Lukas Klein

Python and Django developer. Docker enthusiast. This is my blog.

Building a realtime audio transcoder with Docker, FFmpeg and Flask

Recently I was faced with the issue of having a device capable of playing MP3s from the network, but I only had MP4s available. Since the source files were too many and changing daily, transcoding them in advance and effectively mirroring them was not an option. The only solution would be to do it on demand. A great opportunity to get fancy with Docker.

I quickly found a good ffmpeg Docker image, cellofellow/ffmpeg. But how would I set it all up? I’m working on a Mac with boot2docker and docker-compose. I thought about starting the ffmpeg containers over the remote api on my Mac’s Docker instance, but I wasn’t really feeling comfortable with this setup. In my opinion, the ffmpeg containers should somehow stay inside the application’s boundaries.

Meet Docker-in-Docker

Docker introduced the privileged mode in version 0.6. It allows you to run containers with many of the host machine’s capabilities, regarding kernel features and device access. jpetazzo/dind makes it really easy to run a Docker host inside Docker. You can even run Docker inside Docker inside Docker inside… Oh my.

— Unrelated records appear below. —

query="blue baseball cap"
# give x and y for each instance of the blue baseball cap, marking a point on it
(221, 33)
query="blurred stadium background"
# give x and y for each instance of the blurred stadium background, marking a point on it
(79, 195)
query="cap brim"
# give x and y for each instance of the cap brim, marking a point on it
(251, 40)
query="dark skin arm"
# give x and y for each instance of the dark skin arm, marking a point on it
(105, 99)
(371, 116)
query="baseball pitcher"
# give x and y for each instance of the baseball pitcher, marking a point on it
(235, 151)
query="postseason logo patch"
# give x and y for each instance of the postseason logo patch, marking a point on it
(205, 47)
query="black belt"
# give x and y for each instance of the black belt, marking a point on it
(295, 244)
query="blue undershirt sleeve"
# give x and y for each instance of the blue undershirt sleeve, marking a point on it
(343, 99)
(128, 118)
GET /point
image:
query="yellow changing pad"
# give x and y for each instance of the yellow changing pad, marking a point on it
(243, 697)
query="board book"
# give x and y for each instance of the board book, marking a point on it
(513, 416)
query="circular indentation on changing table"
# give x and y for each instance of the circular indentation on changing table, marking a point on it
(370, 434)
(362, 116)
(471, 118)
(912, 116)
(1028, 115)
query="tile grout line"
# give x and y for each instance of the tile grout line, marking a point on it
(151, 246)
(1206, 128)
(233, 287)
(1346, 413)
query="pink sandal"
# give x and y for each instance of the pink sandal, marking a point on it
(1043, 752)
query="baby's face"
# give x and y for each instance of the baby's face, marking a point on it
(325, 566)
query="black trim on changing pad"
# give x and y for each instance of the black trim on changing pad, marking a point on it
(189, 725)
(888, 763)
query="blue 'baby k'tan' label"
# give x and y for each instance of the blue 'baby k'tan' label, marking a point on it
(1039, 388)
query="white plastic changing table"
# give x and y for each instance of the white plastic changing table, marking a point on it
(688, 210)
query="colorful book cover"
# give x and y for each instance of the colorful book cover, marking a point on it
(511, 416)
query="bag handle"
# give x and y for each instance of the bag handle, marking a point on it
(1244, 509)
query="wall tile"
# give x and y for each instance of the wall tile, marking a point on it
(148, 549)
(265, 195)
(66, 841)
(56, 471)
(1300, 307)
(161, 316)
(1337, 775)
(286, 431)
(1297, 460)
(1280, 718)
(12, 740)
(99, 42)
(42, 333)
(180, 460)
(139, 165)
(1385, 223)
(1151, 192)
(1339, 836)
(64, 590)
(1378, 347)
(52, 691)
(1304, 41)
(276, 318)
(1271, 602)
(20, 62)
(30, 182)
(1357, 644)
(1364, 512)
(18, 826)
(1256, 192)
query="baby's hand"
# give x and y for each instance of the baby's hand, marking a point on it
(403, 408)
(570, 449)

The docker-compose.yml now looks something like this:

docker:
    image: jpetazzo/dind
    privileged: true
    environment:
    - PORT=4444

We’re going to use Flask in conjunction with gunicorn and a nginx reverse proxy for the app itself.

Create a new folder nginx with this Dockerfile:

FROM tutum/nginx
RUN rm /etc/nginx/sites-enabled/default
ADD sites-enabled/ /etc/nginx/sites-enabled

And the nginx/sites-enabled/default:

server {
    listen 80;
    server_name transcodertest.productgang.com;
    charset utf-8;

    location / {
        proxy_pass http://transcoder:8000;
        proxy_set_header Host $host;
        proxy_set_header X-Real-IP $remote_addr;
        proxy_set_header X-Forwarded-For $proxy_add_x_forwarded_for;
    }
}

And finally add it to the docker-compose.yml:

nginx:
  restart: always
  build: ./nginx/
  ports:
    - "8080:80"
  links:
    - transcoder

The web frontend itself will be a Flask application named transcoder, we can add it to the docker-compose.yml already:

transcoder:
  build: transcoder
  restart: always
  command: /usr/local/bin/gunicorn -w 2 -b :8000 app:app
  links:
    - docker

The Dockerfile for the transcoder app is quite simple. We’re making use of the python:3.4.3-onbuild image, which handles copying the requirements.txt and pip installing it. The final Dockerfile in transcoder/Dockerfile is simply:

FROM python:3.4.3-onbuild

To communicate with the Docker host, we’re using the docker-py. Apart from flask and gunicorn that’s our only requirement. Our requirements.txt:

flask==0.10.1
gunicorn==19.3.0
docker-py==1.2.2

At first, we create a Docker client:

from docker import Client
docker_client = Client(base_url='http://docker:4444')

In the handler for our transcode endpoint, we then create and start the ffmpeg container:

container = docker_client.create_container(
    image='cellofellow/ffmpeg',
    command=['ffmpeg', '-hide_banner', '-loglevel', 'quiet', '-i', url, '-codec:a', 'libmp3lame', '-b:a', '160k', '-f', 'mp3', '-'],
)
docker_client.start(container)

To get the output of ffmpeg, we’re attaching to our container using the stream=True option, in order to get back a generator rather than a string:

output = docker_client.attach(
    container=container,
    stdout=True,
    stream=True,
    logs=True,
)

Since Flask supports streaming responses out of the box, getting the result to the user is as easy as:

return Response(output, mimetype='audio/mpeg')

That’s all! You can now call our microservice with the url of an audio file and get back a streamed transcoded MP3 version of it.